Here are some of the best tactics that can help build the health of your data pipelines:
Get data cleaned and validated: Analytics teams wouldn’t be able to trust in the data to make business decisions if it is fraught with duplications, lack of consistency and timeliness, etc. Basically, if you ingest garbage data, you will receive garbage business insights. Therefore, you need to strive for accurate, consistent, complete and reliable data to build user trust.
Add metadata and business logic: Metadata and business logic add context to each piece of data so that data owners can precisely map the contents of pipelines. By significantly improving the business and technical understanding of your data, it enhances the data searchability and sensitive data discovery.
Secure sensitive data: Often, you need to mask and hide PII data to avoid non-compliance around GDPR. Dynamic data masking solution by Bluemetrix allows you to consistently anonymise, de-tokenise & de-identify such data before disclosure.
Monitor and track data: To trust your data, you must have the ability to prove that trust. For instance, you must have the ability to check where a record has been and the journey it has taken within your systems. You should also be able to tell who has accessed it throughout that journey.

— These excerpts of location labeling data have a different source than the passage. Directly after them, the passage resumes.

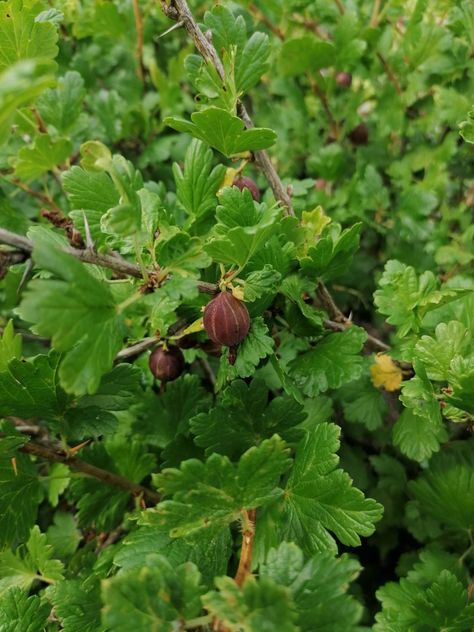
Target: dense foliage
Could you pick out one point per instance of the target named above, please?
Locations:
(317, 476)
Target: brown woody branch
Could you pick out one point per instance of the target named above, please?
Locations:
(57, 455)
(248, 535)
(113, 262)
(178, 10)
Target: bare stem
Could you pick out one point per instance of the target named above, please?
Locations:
(248, 535)
(179, 11)
(374, 20)
(390, 73)
(57, 455)
(139, 45)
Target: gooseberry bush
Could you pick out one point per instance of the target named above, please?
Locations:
(237, 316)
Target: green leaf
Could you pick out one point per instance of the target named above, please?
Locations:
(118, 389)
(418, 437)
(320, 498)
(34, 563)
(444, 491)
(22, 36)
(241, 229)
(20, 84)
(168, 414)
(437, 353)
(77, 603)
(62, 105)
(257, 605)
(92, 193)
(333, 361)
(63, 535)
(419, 395)
(294, 288)
(305, 54)
(217, 491)
(466, 128)
(318, 587)
(224, 132)
(58, 482)
(249, 57)
(243, 418)
(405, 298)
(182, 254)
(44, 154)
(363, 403)
(10, 346)
(30, 389)
(461, 380)
(197, 187)
(209, 549)
(77, 311)
(156, 597)
(18, 612)
(101, 505)
(333, 252)
(261, 282)
(20, 493)
(443, 605)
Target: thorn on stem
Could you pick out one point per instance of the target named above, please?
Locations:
(170, 30)
(89, 241)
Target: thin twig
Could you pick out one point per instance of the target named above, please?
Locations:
(248, 535)
(136, 349)
(57, 455)
(374, 20)
(390, 73)
(179, 11)
(139, 45)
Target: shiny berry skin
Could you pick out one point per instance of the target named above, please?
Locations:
(226, 320)
(166, 365)
(344, 79)
(360, 134)
(242, 182)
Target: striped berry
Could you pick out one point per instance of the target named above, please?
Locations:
(226, 320)
(166, 365)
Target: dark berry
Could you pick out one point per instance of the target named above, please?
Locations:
(359, 135)
(242, 182)
(166, 365)
(226, 320)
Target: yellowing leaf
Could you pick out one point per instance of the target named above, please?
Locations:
(228, 178)
(386, 373)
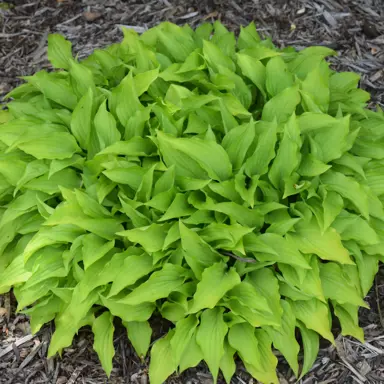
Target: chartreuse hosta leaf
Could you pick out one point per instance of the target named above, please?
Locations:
(231, 188)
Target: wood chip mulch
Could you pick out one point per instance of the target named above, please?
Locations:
(354, 28)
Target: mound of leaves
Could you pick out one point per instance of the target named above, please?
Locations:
(230, 187)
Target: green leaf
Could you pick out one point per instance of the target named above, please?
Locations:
(184, 333)
(284, 338)
(151, 237)
(209, 155)
(210, 337)
(192, 355)
(237, 142)
(134, 268)
(249, 296)
(265, 369)
(288, 155)
(105, 127)
(59, 51)
(162, 362)
(103, 330)
(278, 76)
(242, 338)
(348, 317)
(327, 245)
(94, 248)
(129, 313)
(59, 145)
(139, 334)
(215, 57)
(159, 285)
(314, 314)
(257, 163)
(54, 88)
(338, 286)
(349, 189)
(81, 119)
(198, 254)
(215, 282)
(81, 78)
(254, 70)
(309, 58)
(311, 347)
(248, 36)
(281, 106)
(353, 227)
(227, 363)
(316, 85)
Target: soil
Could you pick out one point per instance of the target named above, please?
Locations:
(354, 28)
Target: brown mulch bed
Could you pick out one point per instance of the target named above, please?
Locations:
(354, 28)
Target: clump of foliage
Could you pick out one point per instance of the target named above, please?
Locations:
(230, 187)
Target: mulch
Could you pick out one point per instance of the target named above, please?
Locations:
(354, 28)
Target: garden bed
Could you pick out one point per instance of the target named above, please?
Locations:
(355, 29)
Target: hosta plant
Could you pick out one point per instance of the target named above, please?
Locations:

Bluemetrix’s schema evolution and versioning system scalably monitor and track what happens to data. This ensures that data consistency is guaranteed between data sources and destinations.
Gain complete visibility and control over the process: Chaos would reign if data owners have no control over or view of who can access or change the data. Hence, data owners should strive to ensure a detailed audit trail reporting to know how and when the data has evolved. Also, by applying tags to different parts of the pipeline, you can devise unique data access policies.
By optimising every step of the data value chain, you turn questionable data into valuable data. Once you secure stakeholder’s trust in data, you can harness it while respecting customer privacy and honouring regulations.
With data lakes ingesting thousands of different pipelines from multiple departments, manually undertaking such data optimisation can be exhausting. The best workaround would be to invest time to identify an automated data governance solution that enables your stakeholders to establish trust in data.